In the words of Ogundipe; “To be fair, the proposed shift from the old contractor-driven framework toward a Technical Equity Partnership could represent a more commercially disciplined approach if properly structured.

“Bringing in technical operators and investors with operational responsibility and long-term commercial exposure may prove more sustainable than the endless maintenance cycles that characterised previous refinery interventions.

“But Nigerians are entitled to ask legitimate questions. What precisely differentiates this arrangement from previous interventions? What measurable operational benchmarks will define success?

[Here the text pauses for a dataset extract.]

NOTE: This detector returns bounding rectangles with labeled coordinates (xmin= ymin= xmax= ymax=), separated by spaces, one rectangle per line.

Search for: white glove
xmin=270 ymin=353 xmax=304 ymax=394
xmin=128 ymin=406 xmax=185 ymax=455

“What financial obligations or exposures will Nigeria ultimately bear? What governance safeguards exist to prevent another cycle of expenditure without sustainable output? What transparency mechanisms will accompany the proposed partnership?

“These questions are not expressions of hostility. They are expressions of institutional memory. Nigeria’s refinery problem has never been purely technical. It has always been deeply connected to governance, accountability, transparency, and the ability of public institutions to convert enormous investment into measurable national value,” he stated.

Ogundipe noted that the emergence of large-scale domestic refining capacity in recent years has already altered the national conversation, saying that Nigerians are no longer debating whether refining can work within the country.

He said that the real debate concerns governance quality, operational discipline, commercial sustainability, and institutional trust.

According to him; “For that reason, future refinery arrangements will increasingly be judged not by announcements, memoranda, or technical descriptions, but by verifiable operational outcomes.

“The burden of proof therefore rests squarely on NNPC.

Institutional credibility will not be restored through clarification alone. It will be restored when performance consistently becomes stronger than explanatNigere’,” he insisted.